I fell in love when I was 15 and have been with the same guy ever since. Now it's 11 years latter and I've had my heart ripped out and stomped on. He became abusive, and refused to go to therapy, so I walked out the door and through out the key. It feels like half of me is gone and I'm learning to live all over again. I'm sick of crying and I know their is no turning back no matter how much I miss the man he used to be. Any advise on getting over this would be much appreciated. He was my first and only love so this is my first heart break. peace, Bee
Heartbreaks are fucking difficult, you'll just have to stick it out and remember that you're alive and well.
-hugs- You take a big drink of air, look at the sky, and walk. It doesn't matter where you walk to, it will give you time to breathe. And know that somewhere out there, there's someone looking at the same sky, wandering, looking for you. That's how I got through my broken heart.
wow, thats rough.. just remember sweety, every one of us have had heartbreaks..most of us have had more then we can count, be thankful for what yu had, & look forward to what the future may bring, all possibilities are ahead of you..be open to them
take the chance to realy work on yourself, go back to school, learn new things, explore. believe it or not someday it will only be a memory
Distraction is key...the more active and involved in life and things outside yourself you are the less time you will have to dwell on it....and the pain will fade out with time. Hang in there
just remember that being alone is better than being in an unhealthy relationship anyday! its hard to see sometimes but with time you will look back and be grateful for the transition. transitions are not always meant to be easy.......but the lessons are great and well worth it.
This might sound superficial, but... One way to start feeling better about yourself after a break up is to get all dressed up and start hanging out at different places sooner or later you will start to notice other men noticing you. It really does boost your entire outlook when you realize that you are desireable to other people. (If you don't feel like you're getting noticed, work on making yourself happy first. You can still go and hang out- just take lessons or go for nature walks or start gardening, whatever makes you happy and the happier you are, the more people will be drawn to you, and the more you are around other people, the less time you will have to spend thinking about your ex.) Do not date for at least a few months!!!
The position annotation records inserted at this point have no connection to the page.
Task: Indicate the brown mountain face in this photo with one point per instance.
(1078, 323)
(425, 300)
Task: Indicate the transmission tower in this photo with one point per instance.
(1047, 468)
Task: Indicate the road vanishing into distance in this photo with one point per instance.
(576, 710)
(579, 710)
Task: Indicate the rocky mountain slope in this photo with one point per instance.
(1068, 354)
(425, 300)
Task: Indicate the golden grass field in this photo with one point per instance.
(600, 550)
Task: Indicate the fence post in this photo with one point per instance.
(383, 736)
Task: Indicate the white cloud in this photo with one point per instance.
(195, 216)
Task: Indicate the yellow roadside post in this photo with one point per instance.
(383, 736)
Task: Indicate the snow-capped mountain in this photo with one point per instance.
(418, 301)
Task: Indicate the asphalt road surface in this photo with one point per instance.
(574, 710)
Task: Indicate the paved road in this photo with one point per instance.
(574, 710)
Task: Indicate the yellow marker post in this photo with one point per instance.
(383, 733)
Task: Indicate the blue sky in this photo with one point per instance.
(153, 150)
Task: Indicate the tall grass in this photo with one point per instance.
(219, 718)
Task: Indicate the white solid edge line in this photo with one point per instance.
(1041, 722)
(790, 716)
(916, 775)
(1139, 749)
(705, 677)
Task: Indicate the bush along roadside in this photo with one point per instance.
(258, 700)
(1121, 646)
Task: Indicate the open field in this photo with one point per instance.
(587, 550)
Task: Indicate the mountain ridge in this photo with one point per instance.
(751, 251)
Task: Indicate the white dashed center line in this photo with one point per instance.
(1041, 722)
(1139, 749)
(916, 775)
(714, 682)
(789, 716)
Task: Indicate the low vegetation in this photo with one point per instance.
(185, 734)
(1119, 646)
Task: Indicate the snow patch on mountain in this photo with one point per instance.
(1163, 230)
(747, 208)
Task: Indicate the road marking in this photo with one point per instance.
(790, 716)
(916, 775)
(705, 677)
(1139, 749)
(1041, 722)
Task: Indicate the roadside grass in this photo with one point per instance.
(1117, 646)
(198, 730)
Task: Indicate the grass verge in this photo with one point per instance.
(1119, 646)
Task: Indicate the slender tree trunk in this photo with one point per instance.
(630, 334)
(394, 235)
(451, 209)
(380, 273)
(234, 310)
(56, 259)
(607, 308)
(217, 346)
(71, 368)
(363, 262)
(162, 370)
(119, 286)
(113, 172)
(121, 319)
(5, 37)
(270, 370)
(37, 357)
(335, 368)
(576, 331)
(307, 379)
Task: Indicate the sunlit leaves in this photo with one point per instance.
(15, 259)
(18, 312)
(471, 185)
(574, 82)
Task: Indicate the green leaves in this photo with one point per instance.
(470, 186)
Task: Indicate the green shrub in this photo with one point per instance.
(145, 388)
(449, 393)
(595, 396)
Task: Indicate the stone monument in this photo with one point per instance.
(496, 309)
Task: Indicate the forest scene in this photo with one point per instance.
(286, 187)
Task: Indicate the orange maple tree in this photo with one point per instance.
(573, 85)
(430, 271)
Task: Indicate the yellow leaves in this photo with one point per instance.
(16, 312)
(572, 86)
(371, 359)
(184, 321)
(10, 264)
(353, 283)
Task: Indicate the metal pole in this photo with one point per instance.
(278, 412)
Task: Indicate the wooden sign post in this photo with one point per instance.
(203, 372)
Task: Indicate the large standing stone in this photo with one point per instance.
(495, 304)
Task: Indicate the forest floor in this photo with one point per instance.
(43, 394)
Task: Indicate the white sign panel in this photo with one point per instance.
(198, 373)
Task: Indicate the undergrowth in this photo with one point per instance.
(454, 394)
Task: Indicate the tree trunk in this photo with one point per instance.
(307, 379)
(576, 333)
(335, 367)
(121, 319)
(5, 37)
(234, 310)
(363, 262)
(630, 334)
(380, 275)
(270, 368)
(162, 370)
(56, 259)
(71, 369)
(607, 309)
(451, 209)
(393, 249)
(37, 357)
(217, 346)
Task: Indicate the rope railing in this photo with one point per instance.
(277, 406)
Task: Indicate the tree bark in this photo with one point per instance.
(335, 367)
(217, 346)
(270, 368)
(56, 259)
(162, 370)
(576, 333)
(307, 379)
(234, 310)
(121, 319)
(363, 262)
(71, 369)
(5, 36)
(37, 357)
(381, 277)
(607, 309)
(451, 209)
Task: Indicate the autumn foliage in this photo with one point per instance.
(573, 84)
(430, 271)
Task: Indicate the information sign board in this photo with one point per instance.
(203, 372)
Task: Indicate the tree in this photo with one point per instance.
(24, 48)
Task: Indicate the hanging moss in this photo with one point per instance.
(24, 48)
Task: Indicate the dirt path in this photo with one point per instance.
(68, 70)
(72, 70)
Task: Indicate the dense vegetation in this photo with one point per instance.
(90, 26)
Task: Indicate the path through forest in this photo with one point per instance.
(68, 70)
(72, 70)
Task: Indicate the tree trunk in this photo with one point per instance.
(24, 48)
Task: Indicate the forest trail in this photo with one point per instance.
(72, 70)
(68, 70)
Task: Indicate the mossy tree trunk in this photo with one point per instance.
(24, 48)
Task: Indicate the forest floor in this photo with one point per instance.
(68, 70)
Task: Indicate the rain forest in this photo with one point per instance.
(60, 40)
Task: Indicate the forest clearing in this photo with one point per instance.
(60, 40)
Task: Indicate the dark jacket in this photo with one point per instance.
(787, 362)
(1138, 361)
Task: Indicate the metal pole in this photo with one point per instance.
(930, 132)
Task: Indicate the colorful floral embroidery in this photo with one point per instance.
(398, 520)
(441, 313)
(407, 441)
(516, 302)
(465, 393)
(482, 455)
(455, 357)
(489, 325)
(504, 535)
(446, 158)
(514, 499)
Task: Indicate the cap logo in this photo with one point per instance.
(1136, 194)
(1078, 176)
I can only imagine how hurtful it would have been both mentally, emotionally, and physically to have someone whom you thought you knew, and have been with since you can remember turn around and physically hurt you. But you should be very proud of yourself that you walked out and left, that you just didnt stay and allow him to abuse you more. That took extreme courage and that should let you know that you can do anything, and that everything will be okay, and you will heal and move on to bigger and better things.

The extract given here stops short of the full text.